HUBO UN tiempo ya lejano en el que, justo al salir de casa, tenía a mi entera disposición las mejores librerías y libreros del universo. O casi. Me refiero a Logos y, muy en especial a su dueño, Domingo Perelló, de quien recuerdo que aceptó venderme a plazos el diccionario María Moliner, aunque yo, creo que agradecido por su gesto, se lo acabé comprando al contado. Me refiero a Casatomada, donde Horacio Alba dio a luz la revista del mismo nombre donde algunos amigos, como el granadino Raúl Ximénez, por ejemplo, lograron publicar sus primeras o, quizá, segundas lecciones magistrales. Me refiero, en fin, a Signe Llibres, donde Leonardo Sainz resistió vendiendo libros y promoviendo encuentros culturales hasta que el cuerpo y, quizá, el alma le dijeron basta. Todos esos lugares ya no existen.
En el pasaje donde vivo, donde parece, aunque no sea así, que he vivido toda la vida, ya no se respira, por lo tanto, el indescifrable perfume alquímico de los libros y, en su lugar, parece que la desolación más absoluta va tomando cuerpo y ocupando, poco a poco, todos los rincones. Es verdad que unos emprendedores paquistaníes han abierto un estupendo colmado que no cierra nunca, jamás, y que unos jóvenes, travestidos de monjes más o menos tibetanos -creo que estoy de coña, pero no estoy muy seguro- han ocupado un local para embriagarnos con el sabor añejo de su cultura milenaria. También es verdad que hace unos pocos años abrieron una pequeña tienda de vinilos, muy bien surtida, por cierto, pero también lo es, por desgracia, que en el pasaje ya no se respira la música de Antoni Torrandell (que es, a fin de cuentas, el músico que le da nombre) ni hay forma alguna, tampoco, de adentrarse en las estanterías prodigiosas de la mítica Discosilba, convertida a día de hoy en una especie de almacén inmemorial repleto, por lo que puede intuirse desde el exterior, de cacharrería variada y hasta tumultuaria.

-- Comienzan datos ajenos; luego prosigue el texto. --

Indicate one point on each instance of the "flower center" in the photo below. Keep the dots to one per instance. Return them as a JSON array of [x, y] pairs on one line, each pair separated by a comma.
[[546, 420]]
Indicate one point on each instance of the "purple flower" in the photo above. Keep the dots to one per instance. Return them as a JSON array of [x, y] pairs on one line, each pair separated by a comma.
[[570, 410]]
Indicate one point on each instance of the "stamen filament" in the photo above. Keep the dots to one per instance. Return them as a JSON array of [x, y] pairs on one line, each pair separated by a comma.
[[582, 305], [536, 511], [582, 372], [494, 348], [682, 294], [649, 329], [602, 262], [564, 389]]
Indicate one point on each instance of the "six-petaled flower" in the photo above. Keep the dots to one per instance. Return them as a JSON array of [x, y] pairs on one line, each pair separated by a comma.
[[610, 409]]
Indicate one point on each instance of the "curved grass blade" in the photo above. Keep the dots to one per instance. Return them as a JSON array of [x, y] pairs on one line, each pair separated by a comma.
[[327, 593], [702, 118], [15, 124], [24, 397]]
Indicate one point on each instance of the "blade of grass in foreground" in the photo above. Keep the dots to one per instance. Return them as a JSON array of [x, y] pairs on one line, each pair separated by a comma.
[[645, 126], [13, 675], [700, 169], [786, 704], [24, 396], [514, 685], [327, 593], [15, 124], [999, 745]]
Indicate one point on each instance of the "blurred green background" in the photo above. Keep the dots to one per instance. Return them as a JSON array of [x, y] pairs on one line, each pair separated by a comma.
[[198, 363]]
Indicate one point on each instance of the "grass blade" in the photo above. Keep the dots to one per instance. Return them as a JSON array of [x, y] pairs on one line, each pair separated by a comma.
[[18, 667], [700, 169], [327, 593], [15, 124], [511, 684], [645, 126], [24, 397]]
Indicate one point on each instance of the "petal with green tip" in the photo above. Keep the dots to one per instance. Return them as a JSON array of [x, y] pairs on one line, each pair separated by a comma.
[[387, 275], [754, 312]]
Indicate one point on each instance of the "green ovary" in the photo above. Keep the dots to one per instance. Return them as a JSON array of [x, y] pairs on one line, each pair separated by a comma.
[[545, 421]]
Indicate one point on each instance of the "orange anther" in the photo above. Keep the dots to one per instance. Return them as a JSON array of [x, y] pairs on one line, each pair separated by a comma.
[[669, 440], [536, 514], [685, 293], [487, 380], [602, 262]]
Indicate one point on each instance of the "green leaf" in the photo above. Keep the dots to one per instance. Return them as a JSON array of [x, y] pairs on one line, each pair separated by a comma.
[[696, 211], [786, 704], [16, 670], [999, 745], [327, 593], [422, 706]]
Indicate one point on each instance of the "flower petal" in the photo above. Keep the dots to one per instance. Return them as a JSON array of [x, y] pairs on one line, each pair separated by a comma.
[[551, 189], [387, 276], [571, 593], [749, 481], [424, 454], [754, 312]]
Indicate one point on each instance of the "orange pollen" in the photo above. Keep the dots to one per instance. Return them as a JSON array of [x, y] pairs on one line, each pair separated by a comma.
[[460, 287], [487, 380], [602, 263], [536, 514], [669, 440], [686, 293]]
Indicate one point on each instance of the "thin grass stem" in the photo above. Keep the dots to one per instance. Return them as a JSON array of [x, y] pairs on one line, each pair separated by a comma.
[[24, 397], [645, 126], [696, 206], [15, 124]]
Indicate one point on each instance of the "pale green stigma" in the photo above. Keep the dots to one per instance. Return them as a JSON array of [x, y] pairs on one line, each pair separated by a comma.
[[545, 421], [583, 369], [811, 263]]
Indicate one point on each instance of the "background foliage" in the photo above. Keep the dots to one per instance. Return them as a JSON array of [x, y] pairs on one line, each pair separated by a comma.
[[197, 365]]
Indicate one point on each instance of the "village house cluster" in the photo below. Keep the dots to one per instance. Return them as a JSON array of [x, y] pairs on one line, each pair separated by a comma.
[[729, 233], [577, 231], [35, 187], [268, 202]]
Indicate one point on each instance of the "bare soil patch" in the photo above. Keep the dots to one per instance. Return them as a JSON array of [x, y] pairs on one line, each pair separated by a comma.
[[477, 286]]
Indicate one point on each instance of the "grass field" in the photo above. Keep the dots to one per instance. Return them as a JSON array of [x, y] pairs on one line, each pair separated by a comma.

Actualmente, al salir de casa me encuentro como en un callejón sin salida del peor Harlem, como en un desfiladero hacia ninguna parte donde la suciedad y el espanto indiscriminado de los grafitis son el único signo de vida. O casi. Están también los mendigos que duermen bajo las escaleras que conducen a la Plaza de los Patines, donde otros mendigos hacen lo propio exhibiendo uno de ellos, en particular, el ajuar casi completo de la que debió ser su última morada, antes de quedarse en la puta calle. Estoy seguro de que los turistas que entran o salen del Celler Sa Premsa (como yo mismo, porque en ese magnífico celler he vivido numerosas celebraciones familiares) se llevan de Palma una imagen que no sé yo si es la que nos merecemos. Supongo que sí, porque tenemos el alcalde republicano (o lo que sea que sea) que hemos elegido: ajo y agua.